Yesterday, the chest tube was removed and all but one of the IV’s.  This morning at 7:00 AM, Dr. Meyers, the latest “Docling,” came in to remove the remaining drain.  Nurse Shastika, a lovely woman from Fiji, and Alisa, who sounded Swedish, removed the staples from both wounds.  Harvey said that it was a little uncomfortable, but not painful.  They placed tape strips over the wounds, and he is to let them fall off on their own.  Dr. Graves visited a couple of times this morning and told Harvey that he had recovered very well, and he was very happy with his progress.  He had told Harvey he would arrange for his discharge at 11:00 AM, and within a few minutes, that is what occurred.  On my visit yesterday, I had taken a duffel bag with all of the clothing he would need, including his Rotary pin on the collar of his shirt.  The Murdocks again came to our aid, and kindly volunteered to help me get Harvey home.  When we arrived at the hospital, Harvey was dressed and waiting for the wheelchair to transport him to the parking lot.  We were home just before Noon.

I will be adding another activity to my nursing experience.  Harvey will require an injection of Lovenox, a blood thinner, twice a day for the next thirty days.  Fortunately, they taught him how to give the injection as well, so the responsibility doesn’t fall solely on me.  I am happy to say that a Home Nurse has been assigned to Harvey’s case, and she has already contacted us to make an appointment.  She said that her first visit usually takes approximately two hours.  I will definitely be asking for nutrition advice.

Harvey’s sister, Hilma, emailed us to say that she had sent two quilted lap robes made by the women of her church.  As she and her husband, George, are snuggled under their quilts while watching Jeopardy, she will  be able to picture us sitting in our respective, side by side recliners, snuggling under our lap robes while watching Jeopardy.  Maybe we can send each other the answers through telepathy.  Thank you, Hilma.  They arrived today, and they are beautiful.  When Dawn is here on Wednesday, we will have her take a photo.

Not much has changed for Harvey since I reported this morning, except that he feels a little depressed.  Per our agreement yesterday, I did not go to visit him today, but we did speak over the phone.  According to him, not much is happening, certainly compared to the past couple of days.  That’s a good thing!  Compared to his room in the ICU, the room he currently occupies is very small, old, and dark.  It is a double room, and he is not on the window side.  He did have a roommate for a while last night, but the man was released early in the afternoon.  While Harvey still has the chest tube, he is not as tethered as he was in ICU, so he is able to get up on his own and walk around.  Dr.
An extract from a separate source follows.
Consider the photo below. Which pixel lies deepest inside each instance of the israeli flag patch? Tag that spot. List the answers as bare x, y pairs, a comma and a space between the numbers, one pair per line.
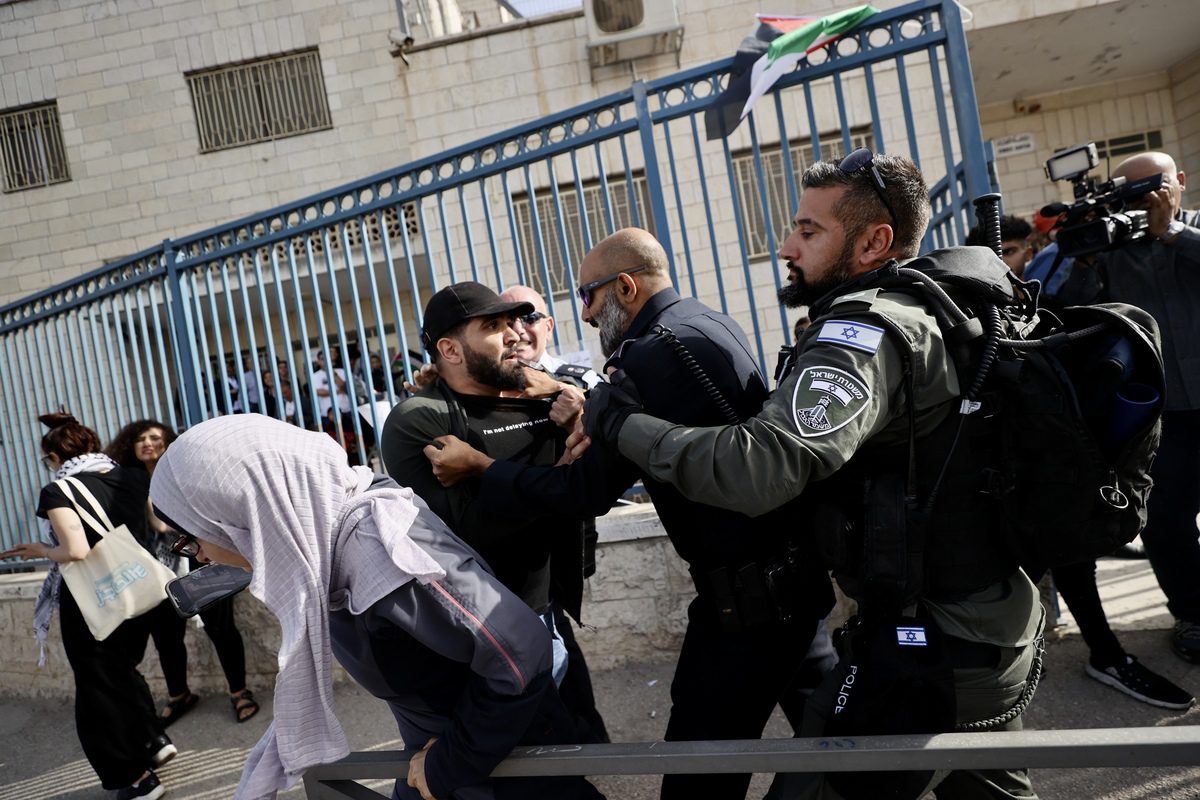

Graves visited with Harvey late this afternoon and told him that he was amazing in his recovery.  The chest tube will be removed tomorrow, but he will have to continue with the blood thinner, coumadin, at least until the blood clot has dissolved.  Dr. Graves did not seem to think he would need to take it for the rest of his life.  That is good news.  In other words, he is on target for discharge of Friday.

I enjoyed my own Recovery Day today with a little retail therapy.  My friend, Debbie, and I went to the Galleria for some shopping and lunch at Land and Ocean.  Early in the summer, I cleaned out my closet leaving me with a lot of empty hangers.  I needed to replace some of my tops with some that are warmer and have long sleeves.  At lunch, we chose the Halibut in a lemon caper sauce with rice and asparagus.  It was delicious.

As I consider all that has happened, health wise, in the past few years, I feel as though there should be some designation or certification that acknowledges all of the medical knowledge and experience I have gained.  RN, CNA, LVN, LPN, NP, all indicate a certain level of nursing training.  I propose a new designation: CWN, Certifiable Wife Nurse, or in order to remain politically correct, CSN, Certifiable Spouse Nurse.  I know there are a lot of us out there!

What a difference a day makes!  I arrived at the hospital yesterday at about 2:00 PM and was surprised to see Harvey sitting up in the bed reading a book on his iPad.  The nasogastric tube had been removed, but he still had the nasal cannula for oxygen.  He gave me a big smile and said that he had a very busy morning.  Clearly, he did.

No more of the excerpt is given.